La diction des poêmes en français est
claire, les jeux de regard, soulignés par le maquillage shake-spearien et
baroque, convaincants, et le ralenti des mouvements en accord avec l'atmosphère
générale.
Seuls pèchent encore l'occupation de
l'espace, ou plutôt les déplacements encore par trop linéaires.
Mais le spectacle est déjà là et nous avons
hâte de le voir au théâtre.
Christine, notre éternelle et bien-aimée Berma.
Loin du froid de décembre, c’est au cœur
des locaux parisiens de la Compagnie Oghma, tapis dans la crépusculaire, mais néanmoins
chaleureuse et intime lueur des bougies, que débute la seconde répétition publique
du prochain spectacle de la Compagnie, sur les Sonnets de William Shake-speare,
To.The.Onlie.Begetter.
Rompant le silence paisible qui règne dans
la pièce, un premier air de luth fait déjà entendre au spectateur ce qu’il lui
sera dit plus tard, sans que les mots ne soient nécessaires. De confidence en
confidence, Shake-speare lui-même nous apparaît, parfois à genoux sur le sol,
s’adressant directement à celui qu’il aime et qu’il souffre de trop aimer.
L’expression d’un amour malheureusement non
rendu transporte alors chacun dans son jardin secret.

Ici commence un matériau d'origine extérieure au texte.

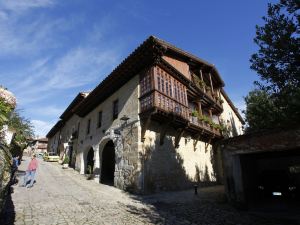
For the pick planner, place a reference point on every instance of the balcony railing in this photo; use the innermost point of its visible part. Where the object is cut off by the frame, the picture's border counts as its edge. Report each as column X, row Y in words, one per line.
column 162, row 102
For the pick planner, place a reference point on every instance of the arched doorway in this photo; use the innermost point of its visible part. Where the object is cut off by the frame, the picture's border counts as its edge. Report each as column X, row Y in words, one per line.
column 90, row 161
column 108, row 164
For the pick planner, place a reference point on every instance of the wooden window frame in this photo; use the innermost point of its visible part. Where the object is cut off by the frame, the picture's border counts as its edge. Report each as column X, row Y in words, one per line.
column 99, row 124
column 88, row 127
column 115, row 109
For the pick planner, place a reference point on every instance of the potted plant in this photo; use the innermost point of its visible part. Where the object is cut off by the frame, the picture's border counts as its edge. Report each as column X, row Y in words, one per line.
column 66, row 162
column 195, row 115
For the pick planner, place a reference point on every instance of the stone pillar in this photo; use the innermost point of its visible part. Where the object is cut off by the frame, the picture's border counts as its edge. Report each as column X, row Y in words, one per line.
column 96, row 164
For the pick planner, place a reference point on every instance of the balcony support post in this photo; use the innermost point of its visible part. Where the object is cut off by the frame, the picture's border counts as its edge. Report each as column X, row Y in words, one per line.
column 201, row 76
column 178, row 137
column 211, row 85
column 145, row 125
column 163, row 131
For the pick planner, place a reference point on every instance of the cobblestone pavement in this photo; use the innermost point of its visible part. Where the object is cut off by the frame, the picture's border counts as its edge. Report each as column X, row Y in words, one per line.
column 62, row 196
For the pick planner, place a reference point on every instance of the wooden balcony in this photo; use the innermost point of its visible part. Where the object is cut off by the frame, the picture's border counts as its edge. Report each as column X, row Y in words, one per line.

A différentes échelles, les mots prononcés
ont, en effet, un écho par trop familier. Au fil des sonnets, on se laisse
apprivoiser, tandis que le texte nous berce doucement jusqu’à notre passé,
notre présent, notre intimité. La distance qui nous sépare de la scène devient
alors de plus en plus infime.
Du français à l’anglais, l’amour n’a plus
de langue, il se fait comprendre sans peine. Cependant, le calme a cessé : les
paroles se font moins tendres, l’agitation et la colère sont palpables, la
vérité sort enfin de son lit. Après une dernière et douloureuse déclaration,
l’acteur quitte la scène.
Le spectateur demeure alors quelques
instants encore dans la salle, auprès des bougies, en silence, se demandant qui
est celui dont l'histoire vient d'être racontée : celle de Shakespeare? celle
de l'acteur, c'est-à-dire de Charles lui-même? Ou bien tout simplement la
sienne propre?
Annabelle, œil juridiquement bienveillant.